Eigenvalues of conjugate transpose matrix

• Sep 6th 2009, 03:12 AM
sssouljah
Eigenvalues of conjugate transpose matrix
Hello
how do i prove that all the eigenvalues of the product A*A (where A* is the conjugate transpose matrix of A) are real non negative numbers. note A is not necessarily a square matrix ?

Letting t be an eueigenval of A*A, with eigenvector v. Then we have A*Av = tv, and taking the inner product with v on both sides implies that v*A*Av = tv*v.

But v*A*Av = |Av|2,

How do I finish it off from here?

Cheers

• Sep 6th 2009, 04:11 AM
HallsofIvy
Quote:

Originally Posted by sssouljah
Hello
how do i prove that all the eigenvalues of the product A*A (where A* is the conjugate transpose matrix of A) are real non negative numbers. note A is not necessarily a square matrix ?

Letting t be an eueigenval of A*A, with eigenvector v.
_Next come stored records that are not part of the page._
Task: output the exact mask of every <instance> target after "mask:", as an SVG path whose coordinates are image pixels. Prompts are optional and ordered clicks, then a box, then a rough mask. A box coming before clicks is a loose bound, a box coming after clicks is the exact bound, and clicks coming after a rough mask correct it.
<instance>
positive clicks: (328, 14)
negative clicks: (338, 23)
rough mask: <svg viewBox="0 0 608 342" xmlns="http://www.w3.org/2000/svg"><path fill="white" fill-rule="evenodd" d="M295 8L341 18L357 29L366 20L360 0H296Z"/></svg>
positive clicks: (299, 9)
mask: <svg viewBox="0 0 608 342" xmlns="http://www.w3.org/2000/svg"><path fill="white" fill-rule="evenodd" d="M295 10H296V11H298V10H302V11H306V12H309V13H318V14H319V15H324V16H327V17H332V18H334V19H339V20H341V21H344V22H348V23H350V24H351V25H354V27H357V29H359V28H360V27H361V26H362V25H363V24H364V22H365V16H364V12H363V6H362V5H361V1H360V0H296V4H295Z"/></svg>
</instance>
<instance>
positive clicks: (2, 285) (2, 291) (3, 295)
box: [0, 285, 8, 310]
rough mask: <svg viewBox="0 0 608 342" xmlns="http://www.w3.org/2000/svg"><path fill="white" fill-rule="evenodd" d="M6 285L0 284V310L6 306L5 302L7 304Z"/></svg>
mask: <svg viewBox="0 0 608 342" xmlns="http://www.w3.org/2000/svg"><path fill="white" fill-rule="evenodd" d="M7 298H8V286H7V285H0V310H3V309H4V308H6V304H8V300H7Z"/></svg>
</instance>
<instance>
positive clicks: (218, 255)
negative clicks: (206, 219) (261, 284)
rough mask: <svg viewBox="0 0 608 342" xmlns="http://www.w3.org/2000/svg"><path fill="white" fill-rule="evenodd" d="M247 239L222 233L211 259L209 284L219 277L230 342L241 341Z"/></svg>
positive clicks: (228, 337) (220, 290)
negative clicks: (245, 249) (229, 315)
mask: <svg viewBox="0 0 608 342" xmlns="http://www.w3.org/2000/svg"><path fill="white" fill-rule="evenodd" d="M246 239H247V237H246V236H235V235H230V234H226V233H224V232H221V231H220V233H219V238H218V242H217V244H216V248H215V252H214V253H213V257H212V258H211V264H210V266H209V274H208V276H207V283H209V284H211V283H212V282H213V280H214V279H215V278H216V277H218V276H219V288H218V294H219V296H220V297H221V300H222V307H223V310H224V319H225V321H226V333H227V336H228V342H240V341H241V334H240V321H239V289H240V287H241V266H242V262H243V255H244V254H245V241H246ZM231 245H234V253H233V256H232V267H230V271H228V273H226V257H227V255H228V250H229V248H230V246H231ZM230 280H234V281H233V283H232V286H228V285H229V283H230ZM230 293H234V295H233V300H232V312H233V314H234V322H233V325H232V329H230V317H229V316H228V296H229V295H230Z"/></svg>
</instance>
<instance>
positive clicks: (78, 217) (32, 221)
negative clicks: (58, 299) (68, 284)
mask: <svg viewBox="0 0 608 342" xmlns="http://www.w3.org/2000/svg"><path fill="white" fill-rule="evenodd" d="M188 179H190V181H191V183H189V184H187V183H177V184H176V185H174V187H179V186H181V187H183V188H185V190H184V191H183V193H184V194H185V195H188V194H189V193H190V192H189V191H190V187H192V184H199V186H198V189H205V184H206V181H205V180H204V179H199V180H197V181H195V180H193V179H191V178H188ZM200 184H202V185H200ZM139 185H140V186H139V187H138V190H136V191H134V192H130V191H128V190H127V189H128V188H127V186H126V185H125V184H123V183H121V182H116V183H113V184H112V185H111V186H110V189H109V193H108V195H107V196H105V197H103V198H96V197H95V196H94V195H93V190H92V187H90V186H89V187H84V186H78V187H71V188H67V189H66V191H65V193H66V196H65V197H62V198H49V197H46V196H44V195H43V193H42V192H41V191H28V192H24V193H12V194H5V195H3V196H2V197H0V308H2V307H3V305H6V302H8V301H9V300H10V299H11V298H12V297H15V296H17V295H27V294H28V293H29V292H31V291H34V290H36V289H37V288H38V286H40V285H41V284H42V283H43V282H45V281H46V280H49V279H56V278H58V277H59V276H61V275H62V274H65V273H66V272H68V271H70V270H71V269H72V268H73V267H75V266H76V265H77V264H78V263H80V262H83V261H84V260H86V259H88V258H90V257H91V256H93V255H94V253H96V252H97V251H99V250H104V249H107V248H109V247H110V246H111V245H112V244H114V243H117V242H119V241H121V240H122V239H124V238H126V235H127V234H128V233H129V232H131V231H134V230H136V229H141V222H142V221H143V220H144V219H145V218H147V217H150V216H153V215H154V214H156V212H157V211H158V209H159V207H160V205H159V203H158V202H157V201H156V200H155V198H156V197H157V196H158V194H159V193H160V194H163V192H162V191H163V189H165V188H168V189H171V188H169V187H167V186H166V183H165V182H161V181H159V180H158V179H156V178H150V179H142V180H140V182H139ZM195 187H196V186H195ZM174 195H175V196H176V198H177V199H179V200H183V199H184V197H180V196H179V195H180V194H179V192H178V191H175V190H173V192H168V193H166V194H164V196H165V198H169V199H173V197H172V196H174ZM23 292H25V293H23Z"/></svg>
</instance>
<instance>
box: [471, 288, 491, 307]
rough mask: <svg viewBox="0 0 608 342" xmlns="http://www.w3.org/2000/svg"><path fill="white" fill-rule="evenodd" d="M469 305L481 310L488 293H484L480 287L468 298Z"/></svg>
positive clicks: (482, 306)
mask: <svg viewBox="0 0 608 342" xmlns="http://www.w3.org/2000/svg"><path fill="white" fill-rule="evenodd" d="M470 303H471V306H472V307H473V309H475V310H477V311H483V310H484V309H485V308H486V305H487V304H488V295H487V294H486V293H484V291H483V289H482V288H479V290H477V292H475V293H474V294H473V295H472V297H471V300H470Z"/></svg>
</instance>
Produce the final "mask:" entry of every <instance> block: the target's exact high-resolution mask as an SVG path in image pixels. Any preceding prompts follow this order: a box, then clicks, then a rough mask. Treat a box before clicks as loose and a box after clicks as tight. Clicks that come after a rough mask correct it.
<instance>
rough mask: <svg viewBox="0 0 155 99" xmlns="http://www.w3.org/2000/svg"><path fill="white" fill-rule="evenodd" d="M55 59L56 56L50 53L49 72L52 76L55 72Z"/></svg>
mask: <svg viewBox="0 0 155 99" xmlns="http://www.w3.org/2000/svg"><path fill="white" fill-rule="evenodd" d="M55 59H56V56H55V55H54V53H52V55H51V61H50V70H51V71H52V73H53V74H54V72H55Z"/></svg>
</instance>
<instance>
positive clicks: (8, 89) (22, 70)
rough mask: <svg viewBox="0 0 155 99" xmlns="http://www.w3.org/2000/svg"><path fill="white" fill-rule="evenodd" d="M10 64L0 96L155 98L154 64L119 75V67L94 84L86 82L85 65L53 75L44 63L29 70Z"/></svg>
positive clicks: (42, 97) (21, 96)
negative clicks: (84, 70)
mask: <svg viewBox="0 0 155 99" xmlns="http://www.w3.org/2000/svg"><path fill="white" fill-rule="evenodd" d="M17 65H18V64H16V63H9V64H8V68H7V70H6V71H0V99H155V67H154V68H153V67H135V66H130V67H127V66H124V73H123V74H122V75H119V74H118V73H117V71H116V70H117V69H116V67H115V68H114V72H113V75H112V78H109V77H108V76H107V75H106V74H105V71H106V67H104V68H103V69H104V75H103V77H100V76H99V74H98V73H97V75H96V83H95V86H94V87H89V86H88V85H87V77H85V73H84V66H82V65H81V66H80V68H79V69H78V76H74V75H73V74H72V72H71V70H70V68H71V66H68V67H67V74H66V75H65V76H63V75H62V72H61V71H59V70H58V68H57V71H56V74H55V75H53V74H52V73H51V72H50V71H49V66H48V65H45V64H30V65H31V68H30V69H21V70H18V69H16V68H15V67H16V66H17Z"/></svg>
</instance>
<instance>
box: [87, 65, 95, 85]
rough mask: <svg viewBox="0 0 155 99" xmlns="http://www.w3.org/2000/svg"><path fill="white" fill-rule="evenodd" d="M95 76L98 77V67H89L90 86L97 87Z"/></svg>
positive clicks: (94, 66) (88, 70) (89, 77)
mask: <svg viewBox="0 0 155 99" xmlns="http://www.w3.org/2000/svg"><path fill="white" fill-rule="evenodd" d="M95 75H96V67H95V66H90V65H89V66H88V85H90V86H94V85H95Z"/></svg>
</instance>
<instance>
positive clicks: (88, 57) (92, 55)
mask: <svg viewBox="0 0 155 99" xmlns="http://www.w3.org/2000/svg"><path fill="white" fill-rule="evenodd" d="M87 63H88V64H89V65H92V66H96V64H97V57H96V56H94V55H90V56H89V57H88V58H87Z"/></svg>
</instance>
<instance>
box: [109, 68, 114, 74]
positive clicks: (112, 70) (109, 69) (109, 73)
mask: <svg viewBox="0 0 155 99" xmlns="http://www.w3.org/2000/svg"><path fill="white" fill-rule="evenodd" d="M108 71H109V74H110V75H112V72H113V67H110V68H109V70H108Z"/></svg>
Then we have A*Av = tv, and taking the inner product with v on both sides implies that v*A*Av = tv*v.

But v*A*Av = |Av|2,

How do I finish it off from here?

Cheers

The crucial point is the basic property of the "conjugate transpose": $(Au)\cdot v= u\cdot (A*v)$, where " $\cdot$ is an inner product over the complex numbers: $u\cdot v= \overline{v\cdot u}$.
Suppose $\lambda$ is an eigenvalue of A*A and v is an eigenvector, corresponding to $\lambda$ with length 1. Then
$\lambda= \lambda(v\cdot v)= (\lambda v)\cdot v= (A*Av)\cdot v$ $= (Av)\cdot(A**v)= (Av)\cdot(Av)= v\cdot (A*Av)= v\cdot(\lambda v)$ $= \overline{\lambda}(v\cdot v)= \overline{\lambda}$.

That is, $\lambda= \overline{\lambda}$ and so $\lambda$ is real.